It's knee jerk reaction to the bad quarter. No way you can spin it. It may persist for a few days to shake out the folks giving up, the margin (although it looks like last time there really wasn't any margin selling) and anyone who was trying to trade quarterly news flow. No different to the upwards knee jerk reactions on good news. Neither is usually correct.

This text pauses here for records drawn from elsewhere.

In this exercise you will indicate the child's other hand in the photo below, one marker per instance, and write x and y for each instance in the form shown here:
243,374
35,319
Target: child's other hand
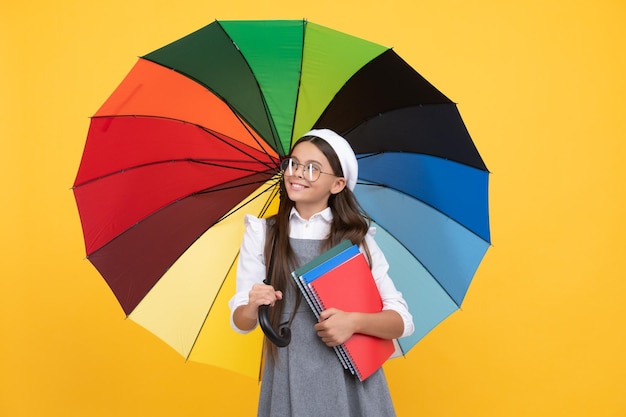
335,326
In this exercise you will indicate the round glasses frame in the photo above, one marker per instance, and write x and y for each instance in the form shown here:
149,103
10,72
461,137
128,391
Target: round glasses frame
309,171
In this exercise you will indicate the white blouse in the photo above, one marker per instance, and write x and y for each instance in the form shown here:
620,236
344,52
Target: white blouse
251,267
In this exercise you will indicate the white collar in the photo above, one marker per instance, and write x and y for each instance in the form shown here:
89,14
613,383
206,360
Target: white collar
326,215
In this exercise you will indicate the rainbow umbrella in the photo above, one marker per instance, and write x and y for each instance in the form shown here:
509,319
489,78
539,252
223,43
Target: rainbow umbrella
191,141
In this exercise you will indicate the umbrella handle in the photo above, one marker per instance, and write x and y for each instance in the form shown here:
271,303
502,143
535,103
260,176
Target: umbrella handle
280,338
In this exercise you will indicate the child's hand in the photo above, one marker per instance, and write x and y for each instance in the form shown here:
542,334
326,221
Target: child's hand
262,294
335,326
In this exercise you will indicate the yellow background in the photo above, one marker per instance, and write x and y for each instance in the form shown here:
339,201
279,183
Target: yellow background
540,85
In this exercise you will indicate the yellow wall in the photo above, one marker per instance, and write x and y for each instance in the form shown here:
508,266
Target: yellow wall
541,87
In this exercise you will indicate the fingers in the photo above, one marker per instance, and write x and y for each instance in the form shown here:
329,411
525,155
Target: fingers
262,294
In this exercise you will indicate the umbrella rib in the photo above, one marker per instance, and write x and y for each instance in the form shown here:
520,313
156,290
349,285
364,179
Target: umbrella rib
222,164
369,183
295,113
211,132
230,213
262,213
424,266
275,140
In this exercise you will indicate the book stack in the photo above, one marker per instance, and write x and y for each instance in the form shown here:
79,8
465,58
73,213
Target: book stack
341,278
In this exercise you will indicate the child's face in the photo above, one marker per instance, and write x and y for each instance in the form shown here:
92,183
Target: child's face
311,197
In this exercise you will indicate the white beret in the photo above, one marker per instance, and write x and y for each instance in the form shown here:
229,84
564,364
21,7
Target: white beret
344,151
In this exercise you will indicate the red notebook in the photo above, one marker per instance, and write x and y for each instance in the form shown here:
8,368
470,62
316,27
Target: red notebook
350,286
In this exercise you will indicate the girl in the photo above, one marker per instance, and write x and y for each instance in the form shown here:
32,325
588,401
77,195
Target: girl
317,211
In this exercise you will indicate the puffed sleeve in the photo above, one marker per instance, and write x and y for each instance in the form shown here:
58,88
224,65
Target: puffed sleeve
391,297
250,266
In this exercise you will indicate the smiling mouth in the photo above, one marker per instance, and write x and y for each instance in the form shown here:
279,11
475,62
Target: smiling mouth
296,186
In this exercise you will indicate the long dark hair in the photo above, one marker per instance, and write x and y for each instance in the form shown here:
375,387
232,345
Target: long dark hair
349,223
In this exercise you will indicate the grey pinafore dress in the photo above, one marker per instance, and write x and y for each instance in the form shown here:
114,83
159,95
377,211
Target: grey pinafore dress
307,379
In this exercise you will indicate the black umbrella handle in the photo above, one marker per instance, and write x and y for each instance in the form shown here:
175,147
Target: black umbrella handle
280,338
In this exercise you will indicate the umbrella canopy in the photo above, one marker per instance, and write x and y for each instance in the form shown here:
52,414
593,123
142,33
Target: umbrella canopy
192,139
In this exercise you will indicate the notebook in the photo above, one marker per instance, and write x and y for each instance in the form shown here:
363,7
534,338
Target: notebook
341,278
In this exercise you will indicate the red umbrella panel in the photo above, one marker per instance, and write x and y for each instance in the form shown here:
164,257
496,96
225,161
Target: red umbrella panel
191,141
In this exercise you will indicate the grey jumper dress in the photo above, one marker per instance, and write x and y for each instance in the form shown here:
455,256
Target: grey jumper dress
307,378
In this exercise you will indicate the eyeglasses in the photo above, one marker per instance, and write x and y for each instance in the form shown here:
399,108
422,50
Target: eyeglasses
310,172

But you have to say, the stock price had been discounting and foreshadowing a mediocre growth outlook for their drugs for a while now. It was fairly right regardless of how we interpret things here. A shame that Bloomberg is frankly so horribly wrong and doesn't fact check their data I do agree the company should have let that be known if they also knew that. Not good at all and shame on them Maybe they only noticed it this quarter as I would guess SPCEO brought up that number to them before and maybe it was close to the truth It's only this quarter where the disconnect happened Still, I fault them for not rectifying that misperception
There's something of value with the drugs they have as they don't lose money and growth should bounce back. I'd like to think they can still get to 1500- 2000 like they say. That's still pretty low penetration rate. So maybe it's ultimately worth $4-5 bucks in value. But SPCEOs right, any new analyst isn't going to really care given the growth potential of Egrifta. It's just a nice source of positive and growing cash flow to pay all the bills and grow cash a bit. For any new analyst it will be looking like a real bargain once you stack it up to the only other 3-4 companies at or close to a phase 3. You just have to have the non emotional guts to stick with it until you see some of that coverage happen. I would guess anyone attending the R&D day may have a much better sense of how that is going by the kinds of questions being asked, the level of disclosures and the general buzz, if any. That may be the first day in the new life of Th as a development co addressing two much, much larger markets.